Samstag, 13. August 2011

Mauern


Gesine Lötzsch wurde wenige Tage vor dem Beginn des Mauerbaus vor fünfzig Jahren geboren. Sie ist heute im Vorstand der Linken, früher war sie mal in der SED. Ich habe mit Erstaunen festgestellt, dass sie eine Wissenschaftlerin ist. Bisher hatte ich nach ihrem Auftreten immer auf Beruf Hausfrau getippt, deren intellektuelle Grenzen mit dem Einkochen von Rote Beete erreicht sind. Ihre Reden im Bundestag gelten regelmäßig als rhetorische Tiefpunkte. Selbst auf Parteitagen nutzen Delegierte Lötzschs Auftritte gerne für eine Kaffee-Pause, schrieb die Süddeutsche.

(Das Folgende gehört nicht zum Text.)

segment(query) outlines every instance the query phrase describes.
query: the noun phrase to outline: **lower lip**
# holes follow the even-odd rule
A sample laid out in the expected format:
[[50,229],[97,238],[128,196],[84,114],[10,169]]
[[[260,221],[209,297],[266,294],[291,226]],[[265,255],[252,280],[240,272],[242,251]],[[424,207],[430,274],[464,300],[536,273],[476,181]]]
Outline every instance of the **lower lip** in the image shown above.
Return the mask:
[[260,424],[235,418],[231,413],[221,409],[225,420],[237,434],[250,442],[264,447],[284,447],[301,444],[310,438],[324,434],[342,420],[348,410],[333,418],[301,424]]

Einen Doktortitel hat Frau Lötzsch auch, allerdings aus der Zeit, als sie noch in der SED war. Ich weiß nicht, was so etwas heute wert ist. Ihre Dissertation zum Thema Computergestützte Studien zum mittelniederländischen Plenarium Ms. germ. 1612 liegt schon mal bei PlagiPedi Wiki. Die haben aber in die 151 Seiten noch nicht hineingeguckt. Und bevor Sie jetzt auf die Idee kommen, dass das ein Phantasietitel ist: das ostmittelniederländische Plenarium Ms. germ. 2°1612 gibt es wirklich in der Deutschen Staatsbibliothek zu Berlin in der Abteilung Manuscripta Mediaevalia. Es gibt von Een nuttelijc boec den kerstenen menschen nur ein Exemplar.

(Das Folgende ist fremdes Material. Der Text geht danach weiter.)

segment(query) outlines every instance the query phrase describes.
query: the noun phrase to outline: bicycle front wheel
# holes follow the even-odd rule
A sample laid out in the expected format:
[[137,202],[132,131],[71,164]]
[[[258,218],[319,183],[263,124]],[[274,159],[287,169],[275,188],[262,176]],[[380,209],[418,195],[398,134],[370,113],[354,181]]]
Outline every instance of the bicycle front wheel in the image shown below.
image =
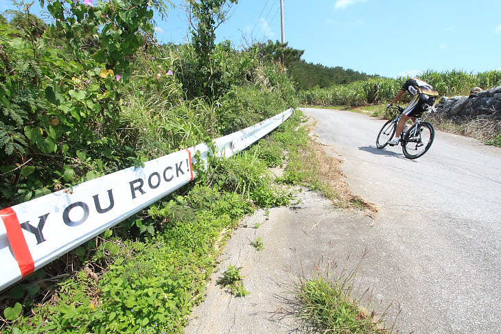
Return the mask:
[[397,123],[391,119],[384,123],[376,139],[376,147],[377,148],[383,148],[388,145],[388,142],[395,136],[395,132],[397,130]]
[[420,157],[430,149],[434,138],[435,130],[431,123],[420,122],[417,128],[415,124],[404,136],[404,155],[409,159]]

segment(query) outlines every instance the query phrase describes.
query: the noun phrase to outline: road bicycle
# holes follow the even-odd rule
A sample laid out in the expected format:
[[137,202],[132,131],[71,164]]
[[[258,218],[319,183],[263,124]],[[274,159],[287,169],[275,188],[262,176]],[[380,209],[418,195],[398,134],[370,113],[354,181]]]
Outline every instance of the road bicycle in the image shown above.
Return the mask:
[[[435,111],[435,107],[425,104],[423,106],[427,112]],[[386,109],[395,109],[398,110],[399,115],[393,119],[388,121],[380,130],[376,140],[376,147],[382,149],[388,145],[395,136],[397,130],[397,124],[401,117],[404,108],[398,106],[388,106]],[[406,126],[407,128],[407,126]],[[409,159],[415,159],[420,157],[430,150],[435,137],[435,129],[431,123],[422,122],[419,118],[417,118],[414,124],[410,129],[404,129],[400,134],[400,145],[402,147],[404,155]]]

Frau Dr. Lötzsch ist in diesem Jahr immer wieder mit originellen Meinungen hervorgetreten, die durch die Meinungsfreiheit der BRD abgedeckt sind. Wie Anfang des Jahres mit einer neuen Kommunismus-Diskussion. Neuerdings ist sie, passend zum Mauerbau vor fünfzig Jahren, für eine Mauer-Debatte. In der Debatte um die Bewertung des Mauerbaus hat die Bundesvorsitzende der Linken, Gesine Lötzsch, die historische Einordnung angemahnt, so fängt die Meldung an. Muss dpa in die Welt gesetzt haben, wird im Netz hundertfach nachgedruckt. Die Mauer-Debatte mit der historischen Einordnung von Gesine Lötzsch ist allerdings nicht so furchtbar originell, weil sie eigentlich nur DDR Propagandafloskeln wiederholt, die schon ein halbes Jahrhundert alt sind. 35 Prozent der Berliner finden den Bau der Mauer gar nicht so falsch, lautete vor wenigen Wochen die Schlagzeile eines Artikels, der über eine FORSA Umfrage berichtete. Die meisten Befürworter des Mauerbaus wählen auch die Partei von Gesine Lötzsch. Der Beton ist nicht nur in die Mauer gewandert, der ist auch immer noch in manchen Köpfen.

Helmut Kohl hat seit wenigen Tagen ein Stückchen Berliner Mauer bei sich im Garten. Soll wohl so etwas wie eine Ruine oder eine Grotte sein, wie man sie sich im 18. Jahrhundert in England in den Garten bauen ließ. Eine Erinnerung an die Vergangenheit. Manche adlige Großgrundbesitzer  beschäftigten damals auch einen ornamental hermit, einen Ziereremiten, der in der Grotte wohnte. Unterkunft und Verpflegung frei. Der musste nur nach Vergangenheit aussehen und wirres Zeug reden. Vielleicht könnte Gesine Lötzsch ja Ziereremit bei Helmut Kohl im Garten werden. Die sitzt denn da auf dem Mauerrest und redet vom Kommunismus und vom Mauerbau.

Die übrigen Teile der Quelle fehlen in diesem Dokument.